ユンデフレミング

2.-ドッペルガイスタ-


 日が暮れて午後七時三十分、約束の時間である。日が暮れても灯は落ちず、電灯が校門の前に立ち尽くす私のうすらぼんやりとした影を作る。
「ごめんなさい、待ったかしら?」
 名家のお嬢様らしくない(偏見)カジュアルファッションに身を包んだ都都が影からぬっと現れた。しかしトレンカレギンスとカンカン帽の組み合わせというのはなにが発祥なのだろうか。どこかでみたようなファッションながら、そもそもの立ち居振る舞いが洗練されている都都はそれだけでどんな服でも着こなせるのだから羨ましい。ただ、身長的な問題が。……まぁ私は制服のまま来ちゃったんだけどね。普段と違うところっていったら腕時計だけはめてきている。制服に腕時計ってダサいから嫌なんだけど仕方ない。
「私も今来たところよ」
「なんかデートの待ち合わせの会話みたいね」
「やめてよ、私は百合には興味ないわ」
 ここでなぜかすんっと鼻を鳴らす。なんだ、私の性癖が奴にとって何か影響でも与えるというのか。
「じゃあいいわ、早速侵入しましょう」
 文化祭は先週終わってしまったので、すでに下校延長はされていない。七時にはすべての門が閉められている。

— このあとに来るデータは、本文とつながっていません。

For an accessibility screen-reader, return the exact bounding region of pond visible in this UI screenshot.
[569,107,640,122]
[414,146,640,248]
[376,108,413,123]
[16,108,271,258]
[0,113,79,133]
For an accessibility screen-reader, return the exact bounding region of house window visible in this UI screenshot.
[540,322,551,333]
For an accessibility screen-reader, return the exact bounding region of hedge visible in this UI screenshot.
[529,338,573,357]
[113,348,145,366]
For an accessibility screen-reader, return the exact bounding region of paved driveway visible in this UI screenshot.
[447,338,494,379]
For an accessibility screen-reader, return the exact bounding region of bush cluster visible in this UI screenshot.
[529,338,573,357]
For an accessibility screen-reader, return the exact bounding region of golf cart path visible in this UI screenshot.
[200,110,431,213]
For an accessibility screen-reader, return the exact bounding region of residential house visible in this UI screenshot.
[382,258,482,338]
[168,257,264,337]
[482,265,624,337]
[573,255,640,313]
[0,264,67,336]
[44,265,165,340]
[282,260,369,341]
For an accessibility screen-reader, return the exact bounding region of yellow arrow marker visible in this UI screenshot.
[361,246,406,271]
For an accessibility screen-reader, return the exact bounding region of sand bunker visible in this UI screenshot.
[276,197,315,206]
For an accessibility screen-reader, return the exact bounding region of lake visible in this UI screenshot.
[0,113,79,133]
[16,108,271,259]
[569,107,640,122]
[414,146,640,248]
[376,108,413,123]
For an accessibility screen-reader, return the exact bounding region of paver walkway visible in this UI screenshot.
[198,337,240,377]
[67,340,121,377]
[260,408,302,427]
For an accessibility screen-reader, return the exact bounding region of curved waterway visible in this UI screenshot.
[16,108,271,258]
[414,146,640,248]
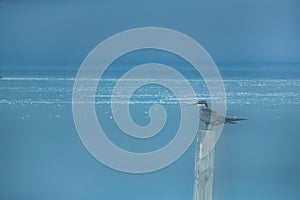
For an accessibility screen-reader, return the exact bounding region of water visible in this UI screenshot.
[0,64,300,200]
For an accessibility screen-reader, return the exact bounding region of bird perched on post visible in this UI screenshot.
[192,100,246,130]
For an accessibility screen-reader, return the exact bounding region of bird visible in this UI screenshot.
[192,100,247,130]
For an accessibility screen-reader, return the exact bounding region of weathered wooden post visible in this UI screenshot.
[193,130,215,200]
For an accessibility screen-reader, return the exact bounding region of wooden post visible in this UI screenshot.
[193,130,214,200]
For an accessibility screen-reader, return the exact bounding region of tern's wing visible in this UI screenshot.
[210,110,225,125]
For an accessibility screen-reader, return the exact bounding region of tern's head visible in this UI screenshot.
[192,100,208,107]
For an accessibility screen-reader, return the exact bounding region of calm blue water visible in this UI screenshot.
[0,64,300,200]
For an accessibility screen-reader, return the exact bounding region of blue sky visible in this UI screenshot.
[0,0,300,66]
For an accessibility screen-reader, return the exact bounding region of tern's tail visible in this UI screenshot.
[225,118,247,124]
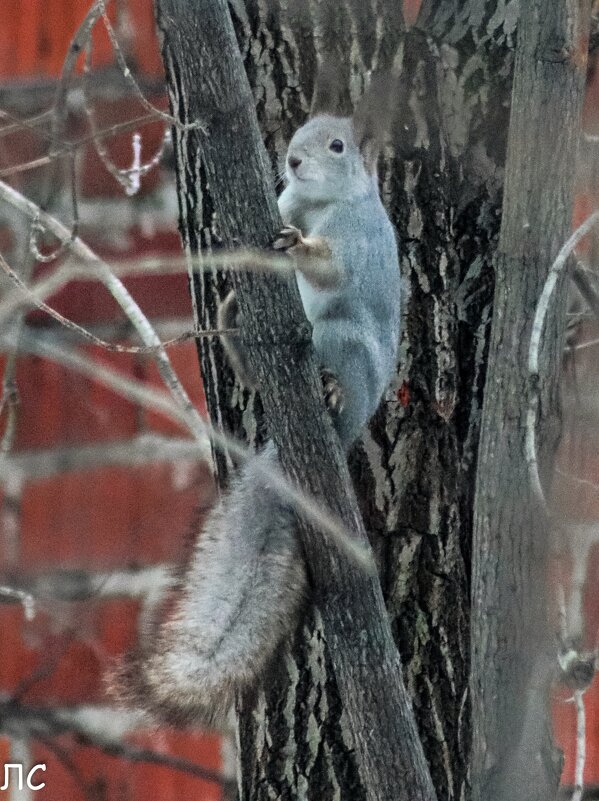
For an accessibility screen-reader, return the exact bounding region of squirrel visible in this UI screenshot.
[112,73,400,725]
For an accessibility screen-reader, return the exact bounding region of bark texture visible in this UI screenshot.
[472,0,590,801]
[155,0,518,801]
[157,0,435,801]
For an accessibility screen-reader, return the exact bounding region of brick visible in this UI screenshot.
[21,464,213,571]
[7,348,137,450]
[33,730,221,801]
[0,598,140,706]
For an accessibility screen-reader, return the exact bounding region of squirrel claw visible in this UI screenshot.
[320,367,344,416]
[272,225,304,250]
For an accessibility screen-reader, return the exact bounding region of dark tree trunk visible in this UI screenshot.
[471,0,590,801]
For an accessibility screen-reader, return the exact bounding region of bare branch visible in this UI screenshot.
[0,433,205,482]
[0,250,232,355]
[572,690,586,801]
[96,0,206,132]
[0,335,376,575]
[0,698,230,785]
[0,181,208,456]
[525,211,599,514]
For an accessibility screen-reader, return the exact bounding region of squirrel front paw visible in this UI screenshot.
[320,367,344,416]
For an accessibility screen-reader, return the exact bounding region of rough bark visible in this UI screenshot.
[471,0,590,801]
[157,0,435,801]
[151,0,528,801]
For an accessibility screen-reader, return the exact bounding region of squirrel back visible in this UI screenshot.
[112,73,400,724]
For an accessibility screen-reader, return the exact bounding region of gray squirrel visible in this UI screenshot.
[112,75,400,725]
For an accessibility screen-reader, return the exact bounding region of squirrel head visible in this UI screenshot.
[285,63,393,203]
[285,114,376,203]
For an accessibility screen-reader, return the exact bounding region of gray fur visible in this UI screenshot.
[117,100,400,723]
[279,115,400,448]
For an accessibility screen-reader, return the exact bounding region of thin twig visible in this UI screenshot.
[0,181,208,456]
[572,690,586,801]
[97,0,206,132]
[0,110,158,178]
[572,265,599,319]
[0,254,233,355]
[0,433,209,483]
[525,211,599,514]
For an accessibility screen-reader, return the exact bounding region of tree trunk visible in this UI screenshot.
[152,0,588,801]
[157,0,435,801]
[471,0,590,801]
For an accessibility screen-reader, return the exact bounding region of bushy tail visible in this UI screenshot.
[110,443,306,725]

 しかし私は侵入経路なんて知らないぞ。セキュリティ上問題があるというのは苦い君たちが何度も実地検証してくれたから間違いないとは思うが。
「別に校門を乗り越えて入って鍵を開けておいた一階の窓から入るだけよ。特にアドベンチャーは用意してないわ」
 なーんだ。
 その言葉通り、非常に容易に侵入は成った。私は明日にでもこの重大な問題を申告しようと思ったが、一般の生徒が普通に学校生活を送っていて防犯上の不備に気づくというのも無理がある設定だと思ったので、ここはあえての無視が得策なのだろう。一度盗難にでも入られないときちんとした対策には乗り出さないかもしれない。

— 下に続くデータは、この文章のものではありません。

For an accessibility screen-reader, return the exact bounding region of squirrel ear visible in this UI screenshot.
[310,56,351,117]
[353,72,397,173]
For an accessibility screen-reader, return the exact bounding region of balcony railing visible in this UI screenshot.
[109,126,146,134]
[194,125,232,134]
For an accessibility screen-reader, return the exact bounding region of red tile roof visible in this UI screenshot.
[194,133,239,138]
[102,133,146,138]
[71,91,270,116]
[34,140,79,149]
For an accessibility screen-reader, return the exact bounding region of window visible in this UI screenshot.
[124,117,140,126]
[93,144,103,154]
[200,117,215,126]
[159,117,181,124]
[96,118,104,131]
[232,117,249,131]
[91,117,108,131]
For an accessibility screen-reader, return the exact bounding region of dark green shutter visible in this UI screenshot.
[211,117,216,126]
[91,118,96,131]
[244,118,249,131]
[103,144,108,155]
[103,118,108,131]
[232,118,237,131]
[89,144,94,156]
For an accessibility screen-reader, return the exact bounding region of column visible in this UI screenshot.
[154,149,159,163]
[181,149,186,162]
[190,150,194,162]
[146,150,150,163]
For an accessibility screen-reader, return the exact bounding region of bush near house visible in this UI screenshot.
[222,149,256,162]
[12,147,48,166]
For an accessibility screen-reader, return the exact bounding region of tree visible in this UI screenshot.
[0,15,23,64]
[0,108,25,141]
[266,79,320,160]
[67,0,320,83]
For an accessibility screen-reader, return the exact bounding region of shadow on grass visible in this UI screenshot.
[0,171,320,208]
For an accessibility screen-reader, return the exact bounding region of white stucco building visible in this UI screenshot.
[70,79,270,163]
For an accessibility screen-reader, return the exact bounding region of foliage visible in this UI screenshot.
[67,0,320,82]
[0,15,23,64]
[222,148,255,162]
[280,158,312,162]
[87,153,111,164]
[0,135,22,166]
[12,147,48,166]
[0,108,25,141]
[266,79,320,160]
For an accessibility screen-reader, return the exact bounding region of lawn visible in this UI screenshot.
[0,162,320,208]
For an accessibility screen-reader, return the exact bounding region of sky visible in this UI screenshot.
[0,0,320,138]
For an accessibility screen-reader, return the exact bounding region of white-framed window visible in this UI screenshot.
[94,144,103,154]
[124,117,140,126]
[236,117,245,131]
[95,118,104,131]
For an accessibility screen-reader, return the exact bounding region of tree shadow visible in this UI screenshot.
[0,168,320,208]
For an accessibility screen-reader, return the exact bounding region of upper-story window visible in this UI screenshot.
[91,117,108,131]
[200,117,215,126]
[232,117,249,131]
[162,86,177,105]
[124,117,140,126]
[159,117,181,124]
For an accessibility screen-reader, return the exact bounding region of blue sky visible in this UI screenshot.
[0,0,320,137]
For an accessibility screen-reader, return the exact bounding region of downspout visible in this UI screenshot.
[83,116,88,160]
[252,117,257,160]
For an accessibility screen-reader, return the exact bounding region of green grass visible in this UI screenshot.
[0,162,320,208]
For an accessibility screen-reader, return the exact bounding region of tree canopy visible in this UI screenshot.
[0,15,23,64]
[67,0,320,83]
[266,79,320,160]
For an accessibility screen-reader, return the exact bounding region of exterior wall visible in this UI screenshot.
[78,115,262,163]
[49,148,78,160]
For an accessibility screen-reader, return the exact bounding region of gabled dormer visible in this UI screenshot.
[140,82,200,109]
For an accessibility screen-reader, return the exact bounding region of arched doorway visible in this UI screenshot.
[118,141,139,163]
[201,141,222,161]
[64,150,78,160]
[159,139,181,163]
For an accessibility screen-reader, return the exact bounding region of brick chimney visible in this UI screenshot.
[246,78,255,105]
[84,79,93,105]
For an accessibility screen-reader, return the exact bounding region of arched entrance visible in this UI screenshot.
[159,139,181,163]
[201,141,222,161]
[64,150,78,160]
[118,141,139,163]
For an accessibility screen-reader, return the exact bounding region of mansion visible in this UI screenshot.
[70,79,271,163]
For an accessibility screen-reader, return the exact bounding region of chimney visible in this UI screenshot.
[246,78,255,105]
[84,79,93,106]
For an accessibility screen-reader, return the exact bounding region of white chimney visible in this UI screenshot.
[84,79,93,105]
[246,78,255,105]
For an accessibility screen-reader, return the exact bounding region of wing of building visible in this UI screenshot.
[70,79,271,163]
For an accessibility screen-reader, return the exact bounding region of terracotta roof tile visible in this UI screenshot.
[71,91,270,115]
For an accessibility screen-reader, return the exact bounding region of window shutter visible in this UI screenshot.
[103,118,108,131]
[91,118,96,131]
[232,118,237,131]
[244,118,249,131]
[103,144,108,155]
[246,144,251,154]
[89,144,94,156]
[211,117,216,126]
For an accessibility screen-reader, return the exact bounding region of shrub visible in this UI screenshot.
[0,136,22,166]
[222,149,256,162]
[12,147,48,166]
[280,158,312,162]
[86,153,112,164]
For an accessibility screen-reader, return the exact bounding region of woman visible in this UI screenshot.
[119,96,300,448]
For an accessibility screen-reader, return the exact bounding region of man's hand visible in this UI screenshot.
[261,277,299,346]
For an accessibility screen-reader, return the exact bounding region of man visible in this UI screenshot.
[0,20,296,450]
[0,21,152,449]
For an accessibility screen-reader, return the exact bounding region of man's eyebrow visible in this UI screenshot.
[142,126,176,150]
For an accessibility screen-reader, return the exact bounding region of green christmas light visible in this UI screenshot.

 靴を脱いで、事前に鍵を開けておいたという窓から入る。上履きを持ってきていないから靴下で歩く羽目になってしまった。別に画鋲もなにも落ちているわけではないだろうが、より直にフローリングの冷たさが足に伝わってくる。まぁ、教室に行けば体育館履きがあるか。

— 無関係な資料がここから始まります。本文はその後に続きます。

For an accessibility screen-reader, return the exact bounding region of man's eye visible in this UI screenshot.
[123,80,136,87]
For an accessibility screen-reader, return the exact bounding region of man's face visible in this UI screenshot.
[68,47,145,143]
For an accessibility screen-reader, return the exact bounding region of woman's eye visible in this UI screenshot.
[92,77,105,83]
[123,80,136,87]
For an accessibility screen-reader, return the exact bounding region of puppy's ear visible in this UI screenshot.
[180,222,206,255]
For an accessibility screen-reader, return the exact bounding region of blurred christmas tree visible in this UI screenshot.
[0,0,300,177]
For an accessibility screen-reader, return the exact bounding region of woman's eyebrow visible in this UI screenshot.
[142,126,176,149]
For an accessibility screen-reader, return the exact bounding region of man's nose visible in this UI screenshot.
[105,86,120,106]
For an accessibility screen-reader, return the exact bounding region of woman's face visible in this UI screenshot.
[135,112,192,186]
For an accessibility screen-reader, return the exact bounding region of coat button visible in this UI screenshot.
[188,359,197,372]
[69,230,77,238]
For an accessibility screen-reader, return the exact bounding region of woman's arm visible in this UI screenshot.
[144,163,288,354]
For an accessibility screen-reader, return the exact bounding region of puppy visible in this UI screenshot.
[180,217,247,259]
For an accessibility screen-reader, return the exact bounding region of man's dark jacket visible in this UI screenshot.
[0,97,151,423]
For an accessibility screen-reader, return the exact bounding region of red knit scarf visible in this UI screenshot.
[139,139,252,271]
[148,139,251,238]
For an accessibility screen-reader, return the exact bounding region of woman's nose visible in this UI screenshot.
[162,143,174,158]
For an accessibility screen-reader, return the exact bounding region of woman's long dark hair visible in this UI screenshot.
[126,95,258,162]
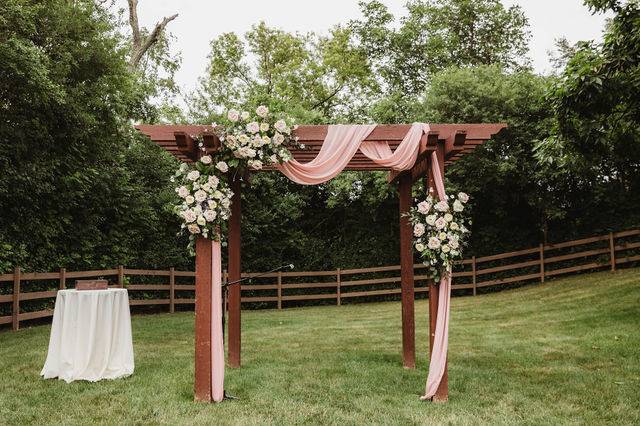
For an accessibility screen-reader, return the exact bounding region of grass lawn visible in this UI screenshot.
[0,270,640,424]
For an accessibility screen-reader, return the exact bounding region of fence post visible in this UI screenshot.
[471,256,477,296]
[59,268,67,290]
[169,266,176,314]
[336,268,342,306]
[609,232,616,271]
[118,265,124,288]
[11,266,20,331]
[278,271,282,309]
[222,269,229,316]
[540,243,544,283]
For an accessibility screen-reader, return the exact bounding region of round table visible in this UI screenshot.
[40,288,134,383]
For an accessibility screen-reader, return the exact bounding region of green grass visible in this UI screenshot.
[0,270,640,425]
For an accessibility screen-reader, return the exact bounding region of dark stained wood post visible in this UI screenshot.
[194,237,213,402]
[169,266,176,313]
[11,266,20,331]
[398,173,416,368]
[609,232,616,271]
[228,176,242,368]
[429,140,449,402]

 暗い廊下を二人で歩く。どうも明かりがないと廊下が無限に続いているように思えて、言いようもなく不気味なのは確かだ。こんな時は無駄に敷地面積の広いこの学校の構造が憎らしくなってくる。
 本館と別館をつなぐ渡り廊下に差し掛かるまで、二人の間に会話はなかった。
「じゃじゃーん、探偵七つ道具ー」
 唐突に都都がポシェットを開けて何かを取り出す。
 ほんとにそれ持ってきたのか。
「指をこすると煙が出る紙とか?」
「そんなんじゃないわ。懐中電灯とかストップウォッチとかよ。だいたい今アナタが挙げたのは忍者七つ道具じゃないの」
 味気ないなぁ。
「指でこすると煙が出るヤツと言えばアレ、二枚買って直接カード同士を叩きつけると、すごい勢いで煙が出るらしいわよ。今度やってみようかしら」
「え、っていうかアレまだ売ってるの?」
 ふとそのとき、背後に違和感を感じた。電車内で本を(それもPTAが見たら怒り出しそうなあまり誉められたものではない本を)読んでいると隣に座っているちびっ子がこちらを見つめている、あのときに感じる肩が凝りそうな緊張感である。とっさに振り返るが、誰もいない。 少しだけ背筋が攣った。
「どうしたの?」
「いや、誰かに見られてる気がして」
「ははぁさてはこれから幽霊ピアニストさんの曲を聴きに行こうというアナザー幽霊さんですかな」
 
 私はそう恐がりな性質ではない。ましてや幽霊などは信じていない。再現性がないからだ。むしろホラー番組で心霊写真が出ると不自然に幽霊が真ん中に捉えられているアングルを見ると率先して突っ込みを入れるタイプである。でも、夜の学校で、電気も付けず歩いている状態では少しくらい心細くなったってそうチキンの謗りを受けるほどのものであるとは思わない。 大体夜の学校に忍び込むっていうシチュエーションはほぼ確実に外部からの侵入者が潜伏して、場合によってはそこで人目を忍んで生活しているっていうのがお約束なので、そういった意味でも私が感じた恐怖というのはなんら的外れなものではないだろう。幽霊のようなものより人間が怖いというのは歴史を鑑みるまでもなく明らかである。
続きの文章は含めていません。